Michael Antonio Leary (born 17 April 1983) is an English former professional footballer who played as a midfielder.

He played for Luton Town, Bristol Rovers, Walsall, Torquay United, Brentford, Barnet, Grimsby Town, Gainsborough Trinity and Spalding United.

==Career==

===Luton Town===
Born in Ealing, London, Leary began his career as a trainee with Luton Town, turning professional on 3 August 2001. He played in two Football League Trophy games the following season and in May 2003 was handed a new two-year contract. He made his league debut on 20 September 2003 in a 1–1 draw at home to Queens Park Rangers. In August 2005 he joined Bristol Rovers on loan initially for a month. This was extended for another month after some decent performances and then until the end of the year. In January 2006 he joined Walsall on loan until the end of the season. This meant that for most of the 2005–06 season he was a Luton player but not at the club. In the summer of 2006 Leary signed a contract extension of one year for Luton.

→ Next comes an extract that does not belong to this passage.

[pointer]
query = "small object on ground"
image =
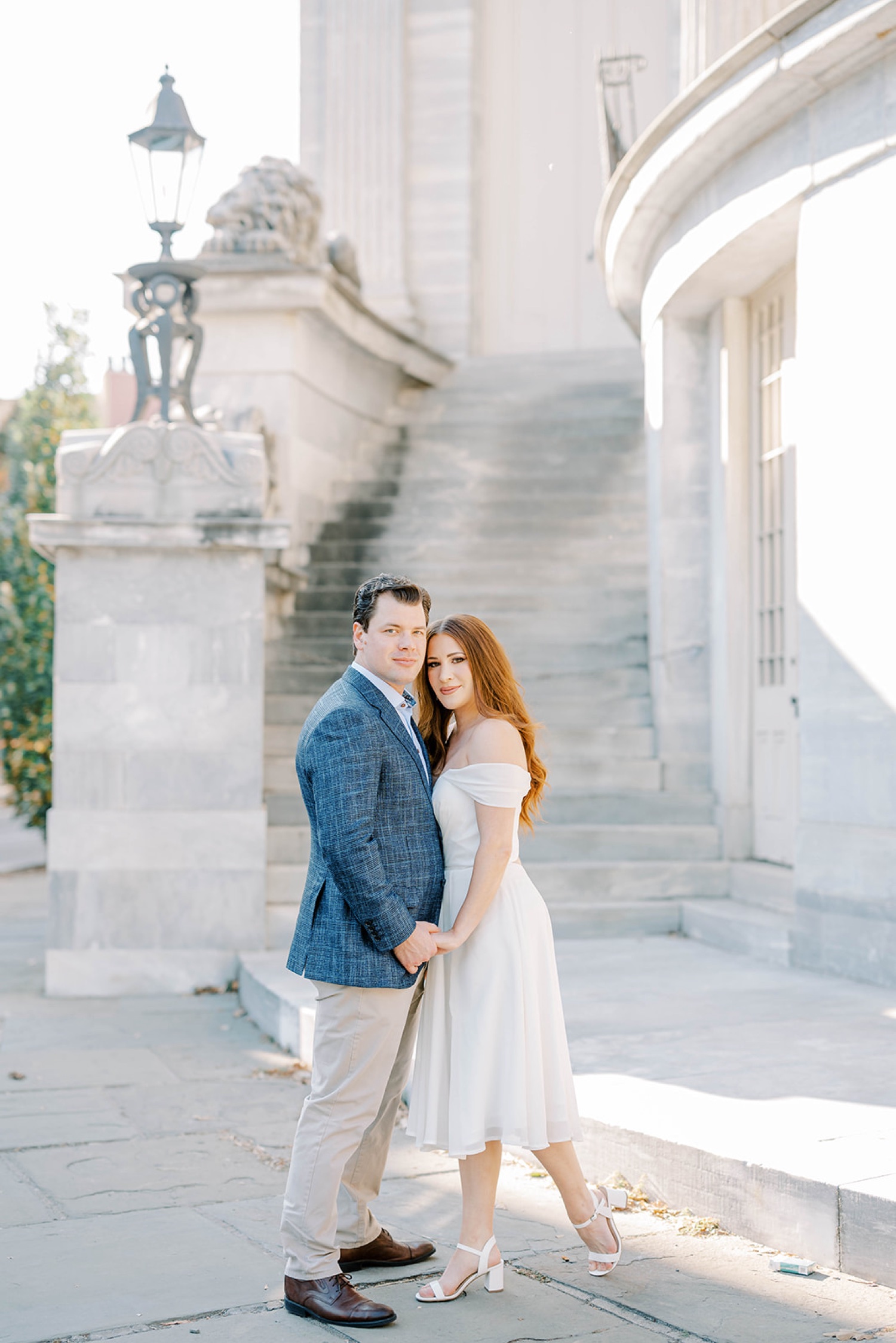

In November 2006 Leary joined Torquay United on loan, making his debut as a substitute in the 1–0 defeat away to Walsall on 4 November 2006. Leary signed for Brentford on a one-month loan deal on 4 January 2007. This was extended to the end of the season on 31 January after doing well for Brentford during his initial deal.

===Barnet===
In May 2007, Luton released Leary on a free transfer. He signed for Barnet on 3 July, spending two years at the club. During his time he was also used as a centre back and put in some creditable performances in this position. Despite this he was released in the summer of 2009.

===Grimsby Town===
His next port of call was to join his former manager Mike Newell at League Two side Grimsby Town in July on a two-year contract. Leary was in and out of the team on a regular basis, but had lost his way in the ranks under the new management of Neil Woods. Grimsby were relegated at the end of the season to the Conference National. During Grimsby's debut Conference season Leary served the side as a bit part player. He was eventually released by Grimsby's new managerial duo Rob Scott and Paul Hurst after the conclusion of the 2010–11 season.

===Gainsborough Trinity===
On 8 July Leary joined Conference North side Gainsborough Trinity on trial. On 18 July he played for Gainsborough in their 8–0 friendly victory over Brigg Town, and the following day he played for Boston United in their 2–2 draw with Stamford. On 21 July he signed for Gainsborough on a one-year contract. Leary signed for another year following the completion of the 2011–2012 season.

During the 2012–13 season Leary became club captain and nearly helped The Blues reach the final of the FA Trophy, but despite beating Conference National side Wrexham 2–1 in the semi-final second leg at home (with Leary scoring the winner), the club went out 4–3 on aggregate. Leary was expected to sign for a cash rich and recently promoted North Ferriby United in May 2013 along with teammates Daniel Hone, Jonathan D'Laryea and Jamie Yates, but instead did a U-turn and signed a fresh one-year contract with The Blues on 4 June 2013.

===Spalding United===
In July 2014, Leary signed a deal with Spalding United.